Je n’ai pas voulu déranger Vicente Vigreyos au château de la Coste pour des listes généalogiques qui ne le concernent pas. Le Céramiste d’art n’en est pas moins très sympathique comme j’ai pu le constater cet été à Noailhac lors de la « Remise du St Pierre ». Je lui ai dédié un modeste poème en Espagnol qui m’a valu une agréable réponse.

Dire « Le monde est petit » est un lieu commun  mais très souvent vérifié. Depuis quelques années, nous assistons au concert donné à Noailhac par les élèves du Conservatoire de Brive guidés par Ludovic Marchioro.   Ce nom chante dans mon oreille jusqu’à l’idée timide d’une possible relation entre une famille Marchioro, rencontrée à St Girons (Ariège) dans les années 80 et retrouvée  en 2000   à l’occasion d’un mariage. Lors d’une réunion de l’Association à Noailhac, je demande à Ludovic : « Votre maman ne s’appellerait-elle pas Liliane ? » Vous avez deviné la réponse !  Les Marchioro ont vraiment la fibre musicale : Liliane anime une chorale de 28 personnes.  Depuis, le lien est renoué avec elle.   Ludovic habite Orgnac et a pour voisin Raymond Jaladi !

La boucle est bouclée ! Voilà que je peux rapprocher tous les liens et les contenir dans un nœud solide. Mais il ne s’agit pas de souvenirs fanés aux parfums de fond de tiroir. Tout cela est bien vivant, vous l’avez constaté, et le parfum du bouquet devient à la fois frais et profond car Noailhac vit et s’épanouit de plus en plus grâce au regain vigoureux que nous constatons.

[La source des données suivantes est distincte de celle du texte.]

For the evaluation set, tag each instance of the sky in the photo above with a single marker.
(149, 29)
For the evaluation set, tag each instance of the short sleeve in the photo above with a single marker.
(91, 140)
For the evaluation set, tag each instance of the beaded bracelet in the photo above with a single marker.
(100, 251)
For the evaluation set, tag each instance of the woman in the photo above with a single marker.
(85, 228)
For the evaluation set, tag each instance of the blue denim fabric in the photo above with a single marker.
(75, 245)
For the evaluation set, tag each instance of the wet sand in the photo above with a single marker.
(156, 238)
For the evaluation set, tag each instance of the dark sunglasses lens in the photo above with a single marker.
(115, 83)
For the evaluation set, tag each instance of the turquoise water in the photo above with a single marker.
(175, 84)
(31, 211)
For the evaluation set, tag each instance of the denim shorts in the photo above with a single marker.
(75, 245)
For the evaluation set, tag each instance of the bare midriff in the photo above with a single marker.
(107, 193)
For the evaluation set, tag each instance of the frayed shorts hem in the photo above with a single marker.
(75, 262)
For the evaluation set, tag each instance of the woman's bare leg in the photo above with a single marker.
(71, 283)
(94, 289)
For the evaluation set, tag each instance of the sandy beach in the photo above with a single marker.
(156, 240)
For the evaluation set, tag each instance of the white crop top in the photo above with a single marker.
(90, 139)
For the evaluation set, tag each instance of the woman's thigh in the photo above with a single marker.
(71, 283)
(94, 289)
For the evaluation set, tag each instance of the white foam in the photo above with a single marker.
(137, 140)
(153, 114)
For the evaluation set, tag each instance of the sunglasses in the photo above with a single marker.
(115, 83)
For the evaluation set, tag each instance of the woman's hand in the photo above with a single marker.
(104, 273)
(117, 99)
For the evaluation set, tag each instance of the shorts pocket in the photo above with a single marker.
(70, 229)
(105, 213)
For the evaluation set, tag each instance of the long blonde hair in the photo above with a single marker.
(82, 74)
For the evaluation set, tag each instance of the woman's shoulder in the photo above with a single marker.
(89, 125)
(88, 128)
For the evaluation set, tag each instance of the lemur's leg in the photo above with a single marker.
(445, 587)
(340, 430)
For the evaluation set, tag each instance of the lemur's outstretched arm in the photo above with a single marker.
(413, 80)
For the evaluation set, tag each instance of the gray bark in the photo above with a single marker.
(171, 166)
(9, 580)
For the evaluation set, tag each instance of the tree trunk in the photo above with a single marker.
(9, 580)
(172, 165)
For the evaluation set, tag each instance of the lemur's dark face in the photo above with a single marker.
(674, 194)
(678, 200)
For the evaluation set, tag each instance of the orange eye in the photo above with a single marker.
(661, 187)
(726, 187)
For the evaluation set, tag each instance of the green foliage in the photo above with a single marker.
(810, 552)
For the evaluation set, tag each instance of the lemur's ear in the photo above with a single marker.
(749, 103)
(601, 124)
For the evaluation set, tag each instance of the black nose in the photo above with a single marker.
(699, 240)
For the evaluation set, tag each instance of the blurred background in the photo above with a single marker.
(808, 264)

La Mairie, les habitants, l’Association Mémoire et Patrimoine fourmillent de projets mais  surtout les mènent sur la voie de la réussite.

Je pense que tous auront à cœur de participer à la restauration de la belle église romane du village   si ce n’est déjà fait. «  Laissez parler vos cœurs », votre Commune le mérite vraiment.